Inspired by the Frescobaldi family’s pursuit of something precious from the earth—and with the goal of creating a gravity-flow facility with minimal impact on Masseto’s vines—Milan- and Avellino-based studio ZITOMORI created a winery around the concept of extraction, rather than construction, gradually excavating the hill to create a quarry-inspired facility before restoring the hill’s soils and topography.

The result of the architectural masterpiece is a sloping, partly-enclosed ramp which leads down into an intimate reception space. The space then opens onto a grand staircase and an organic sequence of cavernous spaces and smaller chambers, defined by cast-in-place concrete.

In the fermentation room, striking geometric tanks evoke the aesthetics of natural granite boulders and optimize interior surface area for fermentation. A series of rectangular pools maintain barrel room moisture levels. The library of reserve wines (which are kept behind a concelaed, key-operated revolving door) is modeled on a bank vault, as every bottle occupies its own cubby within a labyrinthine metal lattice grid in tribute to the precious nature of its contents.

“We chose concrete as a primary construction material to represent monolithic mass, [like] the blue clay, which is one of the attitudes of the stratification of Masseto hill and its vineyards,” explains ZITOMORI partner Hikaru Mori, whose previous projects with her husband Maurizio Zito include Controne River Park in Salerno, fortress-like Feudi di San Gregorio winery, and renovations to the Venice Biennale Japan Pavilion.

Masseto’s ancient blue clay is unique in the Bolgheri DOC and the land was planted exclusively to merlot in the early 1980s, after famed Russian oenologist André Tchelistcheff–credited with defining the style of Californian winemaking–noticed its similarities to those of Bordeaux's Petrus and Le Pin estates, famed for producing some of the best, most expensive merlot wines in the world.

Sure enough, the wines produced here were exceptional, so Antinori decided to vinify them separately to those of Ornellaia, starting with the 1986 harvest when it was bottled simply as “Merlot” before earning the name Masseto after the hill in 1987.

Since then, it’s become the darling of collectors and critics. Multiple vintages, including both 2015 and 2016, were awarded perfect 100-point scores, released for around $700 per bottle.

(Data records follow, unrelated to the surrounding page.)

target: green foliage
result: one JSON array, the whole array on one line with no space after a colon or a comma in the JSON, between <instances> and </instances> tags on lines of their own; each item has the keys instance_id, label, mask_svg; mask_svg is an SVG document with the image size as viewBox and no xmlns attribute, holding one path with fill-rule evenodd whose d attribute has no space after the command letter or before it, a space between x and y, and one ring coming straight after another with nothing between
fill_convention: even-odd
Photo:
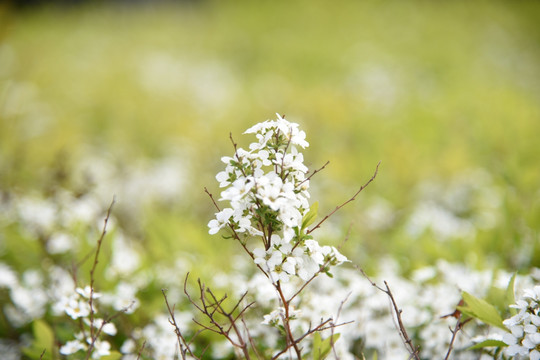
<instances>
[{"instance_id":1,"label":"green foliage","mask_svg":"<svg viewBox=\"0 0 540 360\"><path fill-rule=\"evenodd\" d=\"M503 330L506 327L502 323L501 315L497 309L485 300L479 299L464 291L462 293L464 306L458 306L458 310L463 314L476 318L488 325L493 325Z\"/></svg>"},{"instance_id":2,"label":"green foliage","mask_svg":"<svg viewBox=\"0 0 540 360\"><path fill-rule=\"evenodd\" d=\"M41 354L43 360L56 359L54 332L51 327L43 320L36 320L32 325L32 332L34 340L28 348L23 349L24 354L31 359L39 359Z\"/></svg>"},{"instance_id":3,"label":"green foliage","mask_svg":"<svg viewBox=\"0 0 540 360\"><path fill-rule=\"evenodd\" d=\"M486 347L506 347L506 346L508 346L506 343L499 340L484 340L482 342L479 342L478 344L471 346L469 350L478 350L478 349L483 349Z\"/></svg>"},{"instance_id":4,"label":"green foliage","mask_svg":"<svg viewBox=\"0 0 540 360\"><path fill-rule=\"evenodd\" d=\"M122 354L118 351L111 351L109 355L101 357L102 360L119 360L120 358L122 358Z\"/></svg>"}]
</instances>

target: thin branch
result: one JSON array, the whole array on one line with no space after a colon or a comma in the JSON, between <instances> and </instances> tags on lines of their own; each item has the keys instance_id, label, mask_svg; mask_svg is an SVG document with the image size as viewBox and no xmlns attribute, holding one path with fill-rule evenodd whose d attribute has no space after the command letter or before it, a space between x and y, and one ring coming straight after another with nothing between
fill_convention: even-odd
<instances>
[{"instance_id":1,"label":"thin branch","mask_svg":"<svg viewBox=\"0 0 540 360\"><path fill-rule=\"evenodd\" d=\"M208 191L208 189L206 188L206 186L204 187L204 192L208 194L208 196L210 196L210 200L212 200L212 203L214 204L214 206L216 207L217 211L221 211L221 209L219 208L218 204L216 203L216 200L214 200L214 196Z\"/></svg>"},{"instance_id":2,"label":"thin branch","mask_svg":"<svg viewBox=\"0 0 540 360\"><path fill-rule=\"evenodd\" d=\"M377 167L375 168L375 172L373 173L373 176L368 180L368 182L366 182L364 185L362 185L360 187L360 189L358 189L357 192L354 193L354 195L347 201L345 201L343 204L339 205L339 206L336 206L336 208L328 215L326 215L321 221L319 221L319 223L317 225L315 225L315 227L313 227L312 229L308 230L306 232L306 234L311 234L313 231L315 231L316 229L318 229L323 222L325 222L326 220L328 220L328 218L332 215L334 215L336 213L336 211L338 211L339 209L341 209L342 207L344 207L345 205L347 205L348 203L350 203L351 201L354 201L356 199L356 197L358 196L358 194L360 194L362 192L362 190L364 190L373 180L375 180L375 177L377 176L377 172L379 171L379 165L381 165L381 162L379 161L379 163L377 164Z\"/></svg>"},{"instance_id":3,"label":"thin branch","mask_svg":"<svg viewBox=\"0 0 540 360\"><path fill-rule=\"evenodd\" d=\"M146 346L146 340L143 341L143 344L142 344L141 348L139 349L139 352L137 353L137 359L136 360L139 360L141 358L141 354L144 351L145 346Z\"/></svg>"},{"instance_id":4,"label":"thin branch","mask_svg":"<svg viewBox=\"0 0 540 360\"><path fill-rule=\"evenodd\" d=\"M456 341L457 333L463 328L463 325L465 324L461 322L462 316L463 314L461 314L460 312L457 318L456 326L454 327L453 330L452 328L450 328L450 331L452 332L452 339L450 339L450 344L448 345L448 351L446 352L446 356L444 357L444 360L450 359L450 354L452 353L452 350L454 348L454 342Z\"/></svg>"},{"instance_id":5,"label":"thin branch","mask_svg":"<svg viewBox=\"0 0 540 360\"><path fill-rule=\"evenodd\" d=\"M94 283L95 283L95 276L94 273L97 268L97 264L99 263L99 253L101 251L101 244L103 243L103 239L105 238L105 235L107 234L107 225L109 223L109 219L111 217L112 208L114 206L114 203L116 202L116 198L113 197L113 200L111 202L111 205L109 206L109 209L107 210L107 215L105 216L105 220L103 221L103 230L101 231L101 236L98 239L97 247L96 247L96 253L94 256L94 264L92 265L92 269L90 269L90 299L88 300L88 305L90 306L90 338L92 339L90 345L88 346L88 350L86 352L86 359L90 358L90 354L94 350L94 344L97 340L97 337L99 333L101 332L101 329L105 325L105 321L101 324L98 332L96 333L94 330Z\"/></svg>"},{"instance_id":6,"label":"thin branch","mask_svg":"<svg viewBox=\"0 0 540 360\"><path fill-rule=\"evenodd\" d=\"M176 318L174 316L174 305L171 308L169 305L169 300L167 299L167 294L165 293L166 289L161 289L161 293L163 294L163 297L165 298L165 305L167 305L167 311L169 312L169 315L171 318L169 319L169 323L174 327L174 333L176 334L176 338L178 340L178 346L180 347L180 354L182 355L182 359L186 358L186 353L189 353L189 355L193 356L194 358L198 359L193 352L191 351L191 348L189 347L188 342L182 335L182 332L180 331L180 327L178 326L176 322ZM143 344L144 347L144 344Z\"/></svg>"},{"instance_id":7,"label":"thin branch","mask_svg":"<svg viewBox=\"0 0 540 360\"><path fill-rule=\"evenodd\" d=\"M355 266L355 268L359 270L362 273L362 275L364 275L364 277L371 283L372 286L374 286L375 288L379 289L380 291L388 295L388 298L390 299L390 302L392 305L392 312L396 316L399 334L405 344L405 347L407 348L407 351L410 354L409 358L420 360L420 356L418 355L419 348L413 345L413 342L411 338L409 337L409 334L407 333L407 329L405 328L405 325L403 325L403 321L401 319L401 314L403 311L397 306L396 299L394 298L394 295L392 294L392 291L390 290L390 286L388 286L388 283L384 281L385 288L380 287L379 285L377 285L377 283L371 280L371 278L364 272L364 270L362 270L358 266Z\"/></svg>"},{"instance_id":8,"label":"thin branch","mask_svg":"<svg viewBox=\"0 0 540 360\"><path fill-rule=\"evenodd\" d=\"M319 169L313 171L307 178L304 179L304 181L302 181L301 183L299 183L298 186L300 186L300 185L302 185L303 183L305 183L305 182L311 180L311 178L312 178L316 173L318 173L318 172L324 170L324 168L327 167L328 164L330 164L330 161L329 161L329 160L326 161L326 163L324 163L324 165L321 166Z\"/></svg>"}]
</instances>

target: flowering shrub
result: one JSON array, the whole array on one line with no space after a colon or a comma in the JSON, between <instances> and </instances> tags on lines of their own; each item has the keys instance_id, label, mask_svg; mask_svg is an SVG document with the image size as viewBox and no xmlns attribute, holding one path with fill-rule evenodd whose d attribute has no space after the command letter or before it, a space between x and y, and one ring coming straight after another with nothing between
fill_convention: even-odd
<instances>
[{"instance_id":1,"label":"flowering shrub","mask_svg":"<svg viewBox=\"0 0 540 360\"><path fill-rule=\"evenodd\" d=\"M244 256L231 259L234 271L212 268L209 285L188 276L183 288L178 284L196 268L196 257L174 254L173 264L156 263L131 239L126 218L142 213L135 211L137 201L166 200L175 189L161 194L160 186L149 186L150 198L131 199L124 212L118 201L106 214L103 193L81 192L80 186L59 187L45 197L1 196L3 358L538 359L540 270L513 275L441 260L403 277L385 258L377 275L367 277L315 230L377 173L319 220L310 182L326 165L314 171L305 166L305 133L278 115L246 134L256 141L247 150L232 141L234 153L222 158L220 197L206 190L217 209L209 233L233 239ZM107 177L128 181L110 168ZM130 193L142 193L138 189L130 186ZM457 205L446 200L430 205L436 212L418 206L424 210L404 221L405 232L420 236L432 228L452 241L454 224L471 236L474 222L451 216ZM490 214L496 212L492 205ZM368 212L372 225L388 226L375 221L377 209ZM100 233L95 223L103 217ZM514 292L521 294L517 300Z\"/></svg>"}]
</instances>

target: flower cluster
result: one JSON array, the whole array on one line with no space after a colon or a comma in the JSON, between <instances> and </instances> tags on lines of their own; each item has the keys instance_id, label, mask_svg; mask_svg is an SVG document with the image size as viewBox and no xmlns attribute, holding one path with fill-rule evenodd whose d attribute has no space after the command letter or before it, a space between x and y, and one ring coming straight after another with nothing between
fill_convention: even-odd
<instances>
[{"instance_id":1,"label":"flower cluster","mask_svg":"<svg viewBox=\"0 0 540 360\"><path fill-rule=\"evenodd\" d=\"M60 304L64 311L74 320L82 319L84 326L75 334L75 340L68 341L60 348L60 354L71 355L80 350L92 353L93 359L110 355L111 344L106 340L99 339L101 333L116 335L116 327L101 318L95 318L97 312L94 300L101 297L100 293L94 292L90 286L77 288L75 293L61 299Z\"/></svg>"},{"instance_id":2,"label":"flower cluster","mask_svg":"<svg viewBox=\"0 0 540 360\"><path fill-rule=\"evenodd\" d=\"M525 289L523 298L511 307L517 314L503 322L510 331L503 336L506 355L540 359L540 285Z\"/></svg>"},{"instance_id":3,"label":"flower cluster","mask_svg":"<svg viewBox=\"0 0 540 360\"><path fill-rule=\"evenodd\" d=\"M259 238L262 242L248 251L273 283L294 276L308 281L347 259L309 234L316 214L310 211L310 177L298 151L309 144L298 124L277 116L246 130L257 138L249 150L234 144L234 155L222 158L226 168L216 179L225 190L219 200L230 207L216 213L209 233L228 228L245 247L250 237Z\"/></svg>"}]
</instances>

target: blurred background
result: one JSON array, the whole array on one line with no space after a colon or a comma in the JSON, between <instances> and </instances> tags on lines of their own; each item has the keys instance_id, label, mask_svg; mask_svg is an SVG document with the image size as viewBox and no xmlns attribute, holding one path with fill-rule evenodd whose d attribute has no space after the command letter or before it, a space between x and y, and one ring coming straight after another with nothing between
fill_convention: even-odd
<instances>
[{"instance_id":1,"label":"blurred background","mask_svg":"<svg viewBox=\"0 0 540 360\"><path fill-rule=\"evenodd\" d=\"M532 1L4 3L3 206L115 195L151 261L226 267L239 248L208 235L204 187L219 195L229 133L247 147L278 112L311 169L330 161L311 184L321 216L381 161L319 233L353 262L538 266L539 23ZM24 252L6 234L0 256Z\"/></svg>"}]
</instances>

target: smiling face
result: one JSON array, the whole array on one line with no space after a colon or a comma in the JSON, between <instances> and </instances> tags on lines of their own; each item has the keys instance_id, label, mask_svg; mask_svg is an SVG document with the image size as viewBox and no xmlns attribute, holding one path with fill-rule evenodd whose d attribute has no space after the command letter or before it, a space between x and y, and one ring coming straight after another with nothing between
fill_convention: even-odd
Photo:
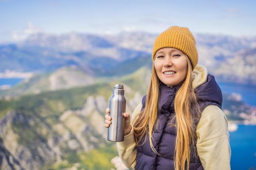
<instances>
[{"instance_id":1,"label":"smiling face","mask_svg":"<svg viewBox=\"0 0 256 170\"><path fill-rule=\"evenodd\" d=\"M172 48L159 50L154 62L159 79L168 86L181 83L187 76L187 56L182 51Z\"/></svg>"}]
</instances>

After quietly upending and rebuilding the image of Tuscan winemaking from the ground up, the Frescobaldi family has announced another disruptive move: October brought the launch of a new wine, Massetino 2017, which incorporates cabernet franc grown secretly on the estate.

“When you think of it any great institution in the world, it has a physical building–the White House, St Peter’s–to identify what the institution is,” says Masseto CEO, Giovanni Geddes da Filicaja. “Each of the great wines must have its own house. Masseto’s house is this winery.”